Pict cr to Ali Yahya from unsplash.com

Cerpen karya Ahimsa Azaleav

Aku kurang suka kopi. Aku hanya minum kopi sesekali, itu pun kalau dibuatkan Nenek. Entah kopi apa namanya, Nenek hanya memberi sedikit, rasanya cukup pahit, karena itu aku kurang suka. Aku meminumnya agar Nenek tidak mengomel. Sudah. Itu saja. Tidak ada rasa khusus yang mengaliri tenggorokanku selain rasa pahitnya. Tapi kali ini berbeda. Kopi di mejaku ini juga memberi sensasi yang mendinginkan kepalaku.
.
"Hahaha. Aku baru tahu kopi bisa dibuat begini." kataku senang. .
"Kamu aja yang kuper sih, Rein, tahunya kopi Nenek aja." lelaki di depanku menjawab santai. .
Aku diam. Teringat lagi alasanku pergi ke kafe ini bersama Raja, lelaki yang sudah setahunan ini banyak membantuku mengerjakan proyek untuk mimpi besarku.
.
"Maaf, Rein."
.
Aku menghela napas panjang, lalu tersenyum. Raja tidak salah. Aku saja yang masih terlalu larut dan belum menerima kenyataan.
.
"Itu benar, Raja. Tiap kita menginginkan satu hal, maka hal lainnya harus kita korbankan." kataku akhirnya. Raja ikut tersenyum.
.
"Jadi, kamu menyerah?" tanya Raja. .
Ya, seminggu yang lalu, sebuah perusahaan animasi di Jepang mengabari bahwa aku diterima menjadi bagian dari timnya.
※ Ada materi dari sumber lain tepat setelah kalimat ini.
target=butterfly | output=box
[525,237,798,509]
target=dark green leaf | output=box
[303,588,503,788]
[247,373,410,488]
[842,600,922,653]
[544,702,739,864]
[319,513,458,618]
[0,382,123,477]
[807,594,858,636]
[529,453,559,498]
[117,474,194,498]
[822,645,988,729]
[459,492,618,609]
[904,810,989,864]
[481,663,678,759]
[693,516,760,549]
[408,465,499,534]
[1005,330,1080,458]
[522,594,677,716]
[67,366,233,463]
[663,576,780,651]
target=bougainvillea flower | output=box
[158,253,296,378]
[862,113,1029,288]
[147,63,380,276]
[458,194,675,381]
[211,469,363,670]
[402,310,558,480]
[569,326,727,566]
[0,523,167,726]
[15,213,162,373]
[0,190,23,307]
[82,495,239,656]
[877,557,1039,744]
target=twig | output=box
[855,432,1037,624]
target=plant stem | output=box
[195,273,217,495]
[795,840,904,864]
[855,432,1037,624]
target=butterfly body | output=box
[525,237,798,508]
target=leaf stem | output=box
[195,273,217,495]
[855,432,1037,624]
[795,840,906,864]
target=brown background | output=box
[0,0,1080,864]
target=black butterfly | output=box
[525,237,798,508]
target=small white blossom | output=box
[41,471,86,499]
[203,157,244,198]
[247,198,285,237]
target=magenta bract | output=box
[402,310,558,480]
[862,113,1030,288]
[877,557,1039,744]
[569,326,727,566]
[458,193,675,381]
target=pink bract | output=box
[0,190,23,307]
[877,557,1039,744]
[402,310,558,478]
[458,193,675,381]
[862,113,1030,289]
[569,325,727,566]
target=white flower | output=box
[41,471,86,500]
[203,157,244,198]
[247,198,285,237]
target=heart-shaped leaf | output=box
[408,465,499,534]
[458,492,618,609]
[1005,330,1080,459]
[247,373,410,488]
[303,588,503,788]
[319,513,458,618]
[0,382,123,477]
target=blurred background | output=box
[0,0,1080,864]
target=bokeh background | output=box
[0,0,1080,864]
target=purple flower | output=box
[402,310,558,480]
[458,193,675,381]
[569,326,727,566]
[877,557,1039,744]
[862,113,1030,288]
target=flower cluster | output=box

Proyek animasi yang kubuat membuat mereka tertarik. Aku tentu saja bahagia bukan main. Jepang dan animasi, itu impianku dari kecil. Tapi Nenek tiba-tiba melarangku pergi. Katanya, sudah tradisi di keluarga kami, perempuan yang belum menikah tidak boleh meninggalkan rumah, apalagi merantau jauh ke negeri orang. Aku hampir saja melawan. Itu kuno sekali. Tapi Ayah menahanku. Ia memintaku berpikir dan mempertimbangkan ucapan Nenek.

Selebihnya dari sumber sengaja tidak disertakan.